In the opinion piece in the Rodong Sinmun - the official mouthpiece of the North's ruling Workers' Party - Mr Xi said Beijing was willing to draw up a "grand plan" with Pyongyang to achieve permanent stability in East Asia.
He also vowed that Beijing would play an active role in "strengthening communication and coordination with North Korea and other relevant parties" to push forward negotiations on the Korean peninsula.
At subway stations in Pyongyang, commuters crowded around newsstands to read Mr Xi's article.
It appeared on page one of the Rodong Sinmun, in the bottom right-hand corner. The whole of the top half of the front page was devoted to an editorial calling on citizens to uphold the works of Mr Kim's father and predecessor Kim Jong Il in building up the Workers' Party.

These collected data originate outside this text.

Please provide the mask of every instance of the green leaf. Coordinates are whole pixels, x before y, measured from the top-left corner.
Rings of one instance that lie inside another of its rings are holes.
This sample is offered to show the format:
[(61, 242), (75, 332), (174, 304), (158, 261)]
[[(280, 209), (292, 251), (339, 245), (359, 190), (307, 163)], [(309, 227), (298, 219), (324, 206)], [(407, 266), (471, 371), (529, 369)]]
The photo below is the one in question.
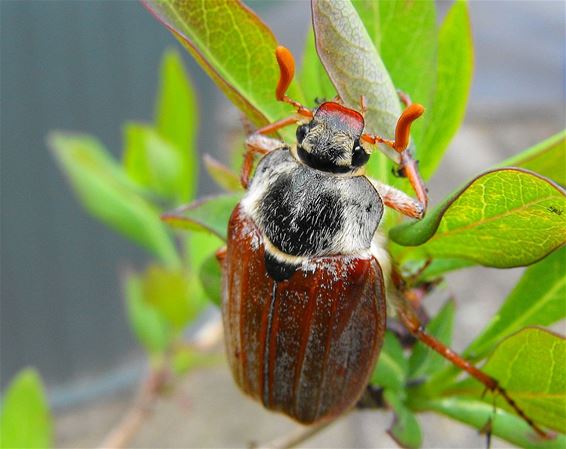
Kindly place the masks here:
[[(530, 449), (563, 449), (566, 447), (564, 435), (557, 435), (551, 440), (543, 440), (534, 434), (523, 419), (505, 410), (494, 410), (492, 404), (477, 399), (439, 397), (418, 402), (415, 408), (419, 411), (441, 413), (476, 429), (483, 429), (491, 420), (493, 435), (515, 446)], [(478, 444), (482, 442), (478, 441)]]
[(534, 263), (566, 241), (566, 195), (523, 169), (493, 170), (472, 180), (419, 222), (390, 231), (402, 257), (459, 258), (508, 268)]
[[(246, 6), (233, 0), (143, 0), (226, 96), (256, 125), (293, 111), (275, 101), (277, 41)], [(296, 97), (296, 89), (289, 95)], [(301, 100), (301, 98), (297, 98)]]
[[(393, 84), (415, 103), (432, 104), (436, 83), (438, 46), (436, 7), (432, 0), (353, 1), (377, 48)], [(411, 134), (420, 163), (429, 156), (421, 148), (426, 115), (417, 120)], [(434, 126), (429, 124), (428, 126)]]
[(299, 82), (307, 97), (307, 104), (311, 106), (315, 106), (315, 99), (332, 100), (336, 96), (336, 89), (328, 78), (328, 74), (316, 52), (312, 30), (309, 30), (305, 41), (303, 67), (299, 75)]
[[(175, 177), (177, 198), (180, 202), (190, 201), (197, 188), (198, 161), (195, 148), (198, 115), (191, 82), (181, 56), (175, 50), (165, 52), (161, 63), (155, 121), (159, 135), (172, 144), (180, 162), (180, 175)], [(163, 174), (164, 177), (166, 174)], [(165, 178), (163, 182), (170, 181)]]
[[(355, 8), (345, 0), (313, 0), (312, 15), (318, 54), (342, 100), (357, 108), (365, 96), (368, 132), (394, 137), (399, 98)], [(389, 159), (375, 152), (368, 174), (388, 182), (392, 168)]]
[(385, 389), (402, 391), (407, 380), (408, 361), (403, 354), (401, 343), (393, 333), (385, 332), (383, 347), (370, 378), (372, 385)]
[[(566, 339), (526, 328), (503, 340), (483, 371), (496, 378), (537, 424), (566, 433)], [(510, 409), (499, 396), (498, 404)]]
[[(387, 2), (385, 2), (387, 3)], [(415, 2), (420, 3), (420, 2)], [(450, 140), (462, 124), (472, 84), (473, 40), (466, 0), (456, 0), (438, 36), (438, 71), (432, 105), (418, 143), (421, 175), (427, 179), (438, 167)]]
[(530, 266), (503, 306), (465, 355), (484, 357), (503, 337), (523, 327), (548, 326), (566, 318), (566, 247)]
[[(189, 242), (189, 260), (191, 266), (191, 289), (192, 296), (198, 298), (202, 304), (210, 304), (212, 300), (216, 305), (219, 304), (218, 297), (211, 294), (210, 280), (203, 277), (203, 270), (207, 270), (205, 266), (209, 263), (209, 259), (213, 259), (220, 270), (220, 265), (216, 261), (216, 251), (222, 246), (223, 241), (215, 234), (203, 232), (191, 232), (188, 237)], [(213, 262), (213, 263), (214, 263)], [(220, 296), (220, 282), (215, 287), (218, 289), (217, 295)]]
[(184, 201), (179, 192), (188, 183), (179, 151), (148, 125), (128, 123), (124, 134), (126, 173), (158, 195)]
[(566, 130), (507, 159), (500, 166), (526, 168), (566, 185)]
[(45, 391), (37, 371), (20, 371), (2, 399), (0, 448), (52, 447), (53, 424)]
[(423, 436), (421, 426), (415, 415), (401, 401), (401, 398), (393, 391), (385, 390), (385, 402), (393, 409), (395, 417), (387, 433), (401, 447), (418, 449), (422, 446)]
[(236, 172), (208, 154), (205, 154), (202, 159), (208, 174), (216, 184), (228, 192), (239, 192), (243, 190), (240, 177)]
[(129, 273), (124, 279), (126, 311), (132, 332), (150, 354), (165, 351), (172, 339), (172, 330), (165, 318), (144, 298), (143, 279)]
[(84, 207), (168, 265), (178, 256), (159, 212), (141, 197), (102, 145), (80, 134), (51, 133), (48, 143)]
[(161, 219), (174, 228), (212, 232), (226, 240), (228, 220), (243, 193), (211, 196), (163, 214)]
[(195, 348), (184, 346), (175, 351), (172, 365), (175, 374), (183, 376), (194, 369), (216, 366), (223, 361), (224, 354), (203, 353)]
[(215, 254), (208, 256), (200, 267), (200, 282), (206, 295), (218, 307), (222, 304), (222, 270)]
[[(426, 326), (427, 332), (446, 346), (450, 346), (452, 341), (455, 310), (454, 300), (446, 301), (442, 309)], [(417, 378), (432, 374), (446, 363), (446, 359), (440, 354), (423, 343), (417, 342), (409, 358), (410, 377)]]
[(191, 298), (187, 275), (183, 270), (169, 270), (150, 265), (143, 278), (144, 300), (178, 331), (201, 311)]
[[(407, 263), (403, 265), (403, 270), (409, 273), (415, 273), (425, 262), (426, 260), (408, 260)], [(434, 259), (431, 261), (430, 265), (420, 273), (418, 280), (430, 281), (438, 279), (445, 273), (460, 270), (470, 265), (473, 265), (473, 262), (464, 259)]]

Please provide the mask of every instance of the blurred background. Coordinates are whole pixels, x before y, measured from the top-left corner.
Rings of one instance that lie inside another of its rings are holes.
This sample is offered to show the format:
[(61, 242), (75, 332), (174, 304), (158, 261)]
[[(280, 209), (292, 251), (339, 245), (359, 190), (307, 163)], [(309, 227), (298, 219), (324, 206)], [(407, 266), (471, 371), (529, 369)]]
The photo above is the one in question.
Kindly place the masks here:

The trip by the leader of the North's key diplomatic ally and main provider of trade and aid has long been awaited, and comes after Mr Kim travelled to China four times for meetings with Mr Xi.
Mr Xi, who will be given the honour of a state visit, will pay homage at the capital's Friendship Tower.
In recent days soldiers and workers have been sprucing up the tower, a monument to the Chinese troops who saved the North from defeat during the Korean War.
Workers repainted white lines on the pavements of central Pyongyang yesterday, trimmed grass verges and added fresh coats of pesticide to trees, as broom-wielding students swept away dirt.
As the sun set over Kim Il Sung Square, Chinese flags were raised in key locations and along roads throughout the city, alternating with North Korean emblems fluttering in the evening breeze.
In his op-ed, Mr Xi stressed that this year marks the 70th anniversary of Beijing-Pyongyang relations. "Over the past 70 years we have been unyieldingly advancing forward in the same boat, breaking through rain and wind," Mr Xi wrote. "One can say this friendship is irreplaceable, even with an enormous fortune".